I'm not sure how to relate these two equations. I assume I would solve for the radius of the sphere first, by finding the derivative of the Volume equation: dv/dt=4pir^2dr/dt, but I don't know what to do after that.

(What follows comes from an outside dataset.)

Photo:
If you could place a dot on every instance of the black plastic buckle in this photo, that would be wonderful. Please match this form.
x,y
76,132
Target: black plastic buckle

2. Re: Related Rates with Spheres

Given ...

$\dfrac{dr}{dt}=2 \, cm/sec$, $\dfrac{dV}{dt} = 32\pi \, cm^3/sec$

$\dfrac{dV}{dt} = \color{red}{4\pi r^2} \cdot \dfrac{dr}{dt}$

3. Re: Related Rates with Spheres

Originally Posted by Velmahr
Here's the question I have:

The radius of a sphere is increasing at a constant rate of 2cm/sec. At the instant when the volume of the sphere is increasing at 32pi cm^3/sec, the surface area of the sphere is

A) 8pi
B) 32pi/3
C) 16pi
D) 64pi
E) 256pi/3

So far I have dr/dt=2, and when dv/dt=32, SA=?

V=4/3pir^3
SA=4pir^2

I'm not sure how to relate these two equations. I assume I would solve for the radius of the sphere first, by finding the derivative of the Volume equation: dv/dt=4pir^2dr/dt, but I don't know what to do after that.
$\dfrac{dV}{dt}=4\pi r^2\dfrac{dr}{dt}=32\pi$ solve for $r$

4. Re: Related Rates with Spheres

$\displaystyle \frac{dV}{dt}= \frac{d((4/3)\pi r^3)}{dt}= \frac{d((4/3)\pi r^3)}{dr}\frac{dr}{dt}= (4\pi r^2)(2)$.